Vous avez commencé au chevet du patient, mais maintenant vous dirigez la stratégie médicale de Philips. Comment cela influence-t-il votre réflexion sur la stratégie de soins de santé et son fonctionnement, votre expérience approfondie de la pratique médicale ?
Carla Goulart Peron : C’est intéressant parce que je pense que quand on entre en faculté de médecine, la plupart des gens qui décident de suivre cette voie ne pensent à rien d’autre qu’à voir des patients en tête-à-tête. Au moins quand j’ai commencé la faculté de médecine, c’était la réalité — je pense qu’aujourd’hui c’est très différent.
Mais dans ce parcours de compréhension du système de santé, du fonctionnement des entreprises qui développent des médicaments, des dispositifs médicaux ou d'autres types d'équipements, j'ai [appris] qu'il y a un rôle à jouer [du] côté de l'industrie, [du] côté de l'entreprise, qui peut être aussi gratifiant et intéressant que de voir des patients en tête-à-tête, probablement [à] une échelle beaucoup plus grande. Je pense donc que j'avais besoin de me convaincre qu'en passant du chevet [à] l'entreprise, je ne changeais pas mon parcours de médecin ou que je ne laissais pas ma [formation] professionnelle derrière moi. En réalité, j'appliquais simplement ces connaissances d'une manière différente.
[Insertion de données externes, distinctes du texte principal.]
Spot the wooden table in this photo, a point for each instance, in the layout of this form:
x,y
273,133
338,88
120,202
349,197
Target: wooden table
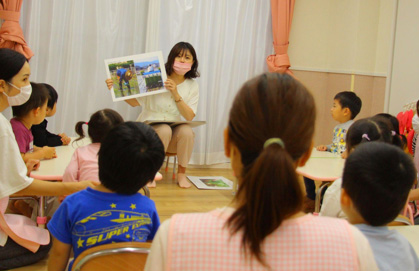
x,y
53,170
324,167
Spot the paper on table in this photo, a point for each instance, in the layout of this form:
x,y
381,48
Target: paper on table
x,y
211,182
193,124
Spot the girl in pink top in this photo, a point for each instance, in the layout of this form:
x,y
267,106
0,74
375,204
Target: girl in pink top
x,y
269,134
84,164
21,241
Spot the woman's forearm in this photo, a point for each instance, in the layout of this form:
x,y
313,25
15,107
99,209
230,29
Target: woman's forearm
x,y
185,110
46,188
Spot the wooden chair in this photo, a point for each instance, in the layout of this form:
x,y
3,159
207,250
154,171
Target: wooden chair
x,y
116,256
168,155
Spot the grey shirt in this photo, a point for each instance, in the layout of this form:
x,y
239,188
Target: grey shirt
x,y
339,137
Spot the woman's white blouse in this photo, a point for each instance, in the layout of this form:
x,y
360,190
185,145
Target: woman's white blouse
x,y
163,106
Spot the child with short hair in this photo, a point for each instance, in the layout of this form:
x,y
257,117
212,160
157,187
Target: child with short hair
x,y
346,106
362,131
25,115
83,164
41,136
376,182
129,157
264,228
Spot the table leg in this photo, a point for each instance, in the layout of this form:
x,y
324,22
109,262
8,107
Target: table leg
x,y
319,194
41,219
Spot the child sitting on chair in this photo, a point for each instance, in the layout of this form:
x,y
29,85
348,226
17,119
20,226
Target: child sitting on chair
x,y
129,157
41,136
362,131
376,182
25,115
346,106
83,164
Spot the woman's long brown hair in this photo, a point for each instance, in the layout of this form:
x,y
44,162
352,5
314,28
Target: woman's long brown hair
x,y
269,106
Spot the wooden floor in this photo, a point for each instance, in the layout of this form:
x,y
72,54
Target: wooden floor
x,y
171,199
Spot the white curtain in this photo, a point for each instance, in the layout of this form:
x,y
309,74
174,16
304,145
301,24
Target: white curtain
x,y
71,39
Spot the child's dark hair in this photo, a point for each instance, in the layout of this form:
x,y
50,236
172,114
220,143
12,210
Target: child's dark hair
x,y
178,49
11,63
53,96
348,99
38,98
129,157
368,130
99,124
378,178
397,139
269,106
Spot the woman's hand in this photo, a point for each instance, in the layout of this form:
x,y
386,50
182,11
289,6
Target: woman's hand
x,y
77,186
171,86
49,152
109,83
32,164
65,139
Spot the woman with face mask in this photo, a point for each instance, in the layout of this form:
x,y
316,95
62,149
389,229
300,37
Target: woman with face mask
x,y
181,100
21,241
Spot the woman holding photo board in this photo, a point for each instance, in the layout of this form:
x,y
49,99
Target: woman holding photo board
x,y
181,100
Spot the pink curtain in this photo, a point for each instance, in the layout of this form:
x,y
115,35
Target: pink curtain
x,y
11,34
281,11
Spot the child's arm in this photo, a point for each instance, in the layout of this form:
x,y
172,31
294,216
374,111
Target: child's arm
x,y
42,137
40,153
59,255
45,188
71,173
65,139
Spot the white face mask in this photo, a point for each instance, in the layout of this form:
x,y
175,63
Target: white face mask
x,y
22,97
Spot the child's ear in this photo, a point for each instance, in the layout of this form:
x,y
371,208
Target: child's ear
x,y
346,111
226,143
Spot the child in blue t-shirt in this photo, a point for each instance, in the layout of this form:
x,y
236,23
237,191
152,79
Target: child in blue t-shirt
x,y
129,157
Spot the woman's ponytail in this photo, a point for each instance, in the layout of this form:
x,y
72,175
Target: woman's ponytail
x,y
271,192
79,130
271,124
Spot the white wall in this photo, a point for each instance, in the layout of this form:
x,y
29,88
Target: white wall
x,y
351,36
405,71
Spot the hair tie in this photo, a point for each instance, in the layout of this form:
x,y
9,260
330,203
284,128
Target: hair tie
x,y
275,140
366,137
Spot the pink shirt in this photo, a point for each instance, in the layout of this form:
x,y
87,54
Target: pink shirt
x,y
202,242
83,164
23,135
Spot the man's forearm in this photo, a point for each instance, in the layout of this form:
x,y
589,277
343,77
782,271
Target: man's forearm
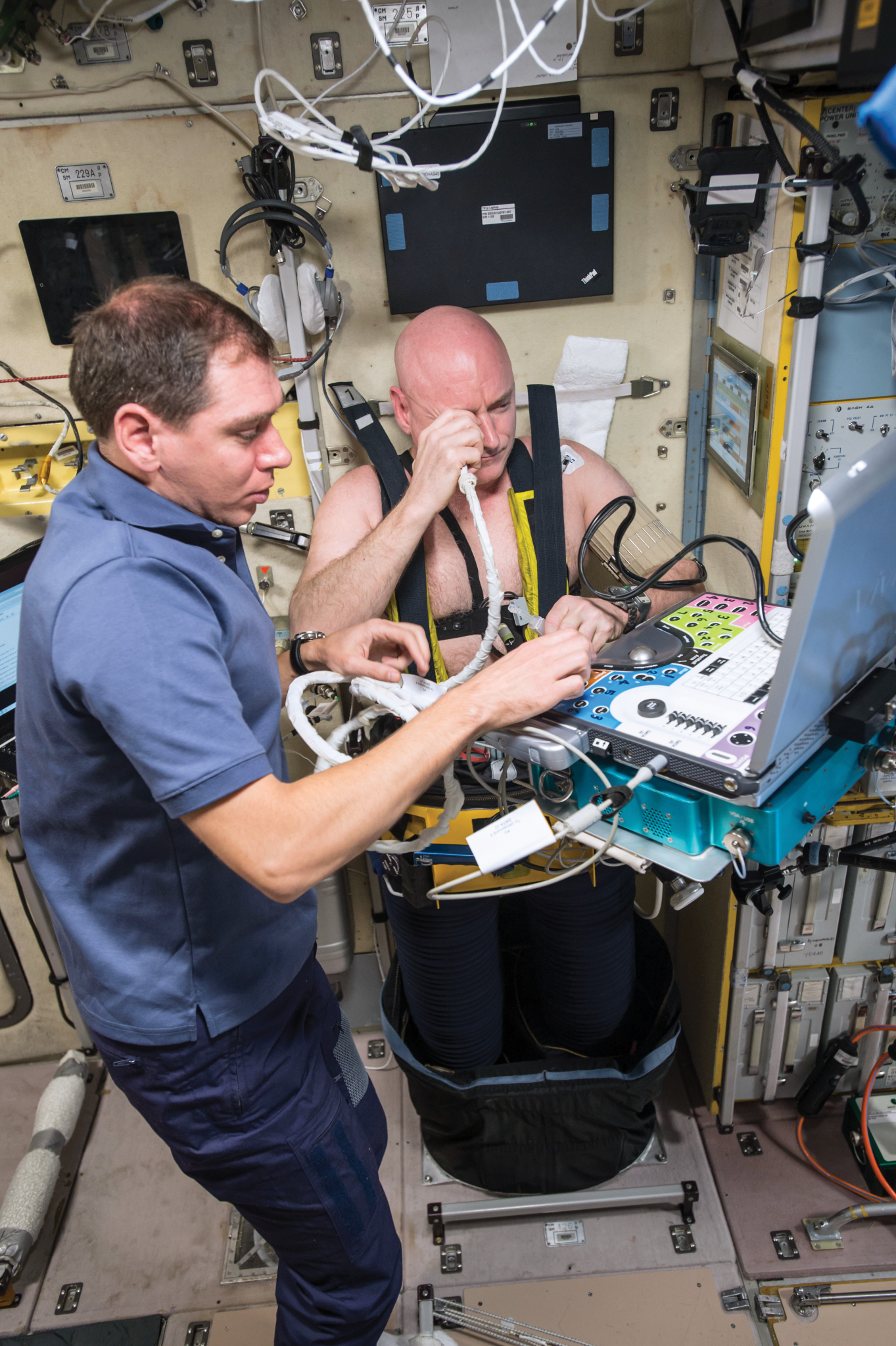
x,y
315,825
360,585
662,600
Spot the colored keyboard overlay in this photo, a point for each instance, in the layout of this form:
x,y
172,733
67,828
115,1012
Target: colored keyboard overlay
x,y
709,700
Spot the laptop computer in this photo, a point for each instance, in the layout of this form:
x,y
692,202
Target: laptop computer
x,y
12,572
734,713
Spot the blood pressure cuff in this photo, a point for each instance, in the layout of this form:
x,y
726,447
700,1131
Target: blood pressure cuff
x,y
557,1124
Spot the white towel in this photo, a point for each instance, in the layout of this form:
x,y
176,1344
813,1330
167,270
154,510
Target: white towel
x,y
588,361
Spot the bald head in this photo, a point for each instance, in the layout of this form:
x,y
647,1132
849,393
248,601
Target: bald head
x,y
452,360
447,347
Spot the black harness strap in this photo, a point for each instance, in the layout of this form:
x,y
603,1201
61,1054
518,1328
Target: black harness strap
x,y
470,560
548,529
411,590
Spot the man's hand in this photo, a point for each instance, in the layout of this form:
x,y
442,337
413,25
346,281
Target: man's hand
x,y
374,649
599,622
531,680
447,446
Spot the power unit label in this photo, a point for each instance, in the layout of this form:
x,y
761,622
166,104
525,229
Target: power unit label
x,y
500,214
85,182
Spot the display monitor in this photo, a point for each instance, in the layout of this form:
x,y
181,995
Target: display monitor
x,y
763,20
731,423
78,260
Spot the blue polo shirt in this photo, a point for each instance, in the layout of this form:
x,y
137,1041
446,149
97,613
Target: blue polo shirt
x,y
149,686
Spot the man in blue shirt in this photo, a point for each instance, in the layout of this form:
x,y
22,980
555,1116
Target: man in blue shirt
x,y
176,855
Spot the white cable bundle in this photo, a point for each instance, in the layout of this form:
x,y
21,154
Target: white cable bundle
x,y
24,1205
390,699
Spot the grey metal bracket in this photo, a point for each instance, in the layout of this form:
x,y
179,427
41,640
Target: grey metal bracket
x,y
826,1232
768,1307
682,1194
785,1244
806,1299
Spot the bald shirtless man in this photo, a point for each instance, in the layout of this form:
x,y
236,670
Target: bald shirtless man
x,y
455,398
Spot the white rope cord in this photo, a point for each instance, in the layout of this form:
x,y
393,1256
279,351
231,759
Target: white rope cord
x,y
390,699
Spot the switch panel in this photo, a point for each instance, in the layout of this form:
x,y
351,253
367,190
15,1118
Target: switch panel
x,y
803,1007
839,434
200,64
326,51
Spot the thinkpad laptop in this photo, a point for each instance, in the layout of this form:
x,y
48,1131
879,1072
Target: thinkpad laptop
x,y
732,712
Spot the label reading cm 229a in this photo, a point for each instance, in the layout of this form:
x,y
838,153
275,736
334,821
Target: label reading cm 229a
x,y
85,182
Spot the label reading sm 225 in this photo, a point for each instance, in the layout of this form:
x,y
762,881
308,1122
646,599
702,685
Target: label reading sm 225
x,y
500,214
85,182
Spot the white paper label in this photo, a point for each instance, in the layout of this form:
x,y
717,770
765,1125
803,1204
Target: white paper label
x,y
419,691
511,838
571,461
559,1232
85,182
500,214
730,197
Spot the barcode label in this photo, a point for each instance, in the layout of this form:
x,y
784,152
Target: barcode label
x,y
500,214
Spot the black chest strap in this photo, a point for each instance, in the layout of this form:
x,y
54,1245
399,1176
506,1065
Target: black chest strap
x,y
411,590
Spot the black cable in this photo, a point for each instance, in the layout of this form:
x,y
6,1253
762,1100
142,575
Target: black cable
x,y
870,844
53,400
54,980
771,136
272,177
841,168
653,581
765,120
789,536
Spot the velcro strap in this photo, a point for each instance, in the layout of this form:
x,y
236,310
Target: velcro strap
x,y
805,306
365,149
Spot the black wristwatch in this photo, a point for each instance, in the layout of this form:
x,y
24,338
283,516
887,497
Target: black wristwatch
x,y
295,646
637,608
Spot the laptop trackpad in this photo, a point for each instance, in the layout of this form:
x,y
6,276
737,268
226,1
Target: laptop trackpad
x,y
645,648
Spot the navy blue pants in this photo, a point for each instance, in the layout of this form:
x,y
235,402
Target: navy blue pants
x,y
277,1119
582,960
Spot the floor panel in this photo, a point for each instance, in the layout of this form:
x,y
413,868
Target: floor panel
x,y
141,1236
674,1307
515,1249
20,1090
778,1189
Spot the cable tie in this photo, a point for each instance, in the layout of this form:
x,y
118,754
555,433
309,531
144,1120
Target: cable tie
x,y
805,306
365,149
825,249
848,171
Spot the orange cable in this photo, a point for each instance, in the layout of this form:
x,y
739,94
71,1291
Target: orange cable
x,y
870,1153
841,1182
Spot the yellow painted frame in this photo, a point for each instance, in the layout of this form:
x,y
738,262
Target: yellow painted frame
x,y
38,438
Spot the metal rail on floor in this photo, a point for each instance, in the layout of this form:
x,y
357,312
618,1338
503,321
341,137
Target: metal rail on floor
x,y
439,1214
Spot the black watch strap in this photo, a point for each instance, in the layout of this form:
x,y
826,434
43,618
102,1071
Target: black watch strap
x,y
295,649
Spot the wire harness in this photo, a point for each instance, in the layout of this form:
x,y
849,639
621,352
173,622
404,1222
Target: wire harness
x,y
640,585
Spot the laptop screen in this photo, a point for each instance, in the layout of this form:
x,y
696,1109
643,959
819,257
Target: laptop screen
x,y
843,622
12,572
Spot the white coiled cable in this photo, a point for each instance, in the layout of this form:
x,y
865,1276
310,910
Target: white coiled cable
x,y
402,699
Je suis fasciné par l'innovation. Je suis fasciné [par] le fait de garantir que toute innovation dans laquelle nous investissons, dans l'environnement de l'entreprise, puisse réellement atteindre les patients [qui] en bénéficieront le plus. Et c'est vraiment la plus grande partie de mon travail : garantir que les idées que nos ingénieurs développent en partenariat avec les hôpitaux et les médecins répondent aux exigences réglementaires, car nous devons prouver que c'est sûr et efficace, mais aussi [garantir] que nous aurons un bon plan sur la manière dont cette technologie peut être intégrée par le système de santé de façon à atteindre réellement les patients [qui] en bénéficieront le plus.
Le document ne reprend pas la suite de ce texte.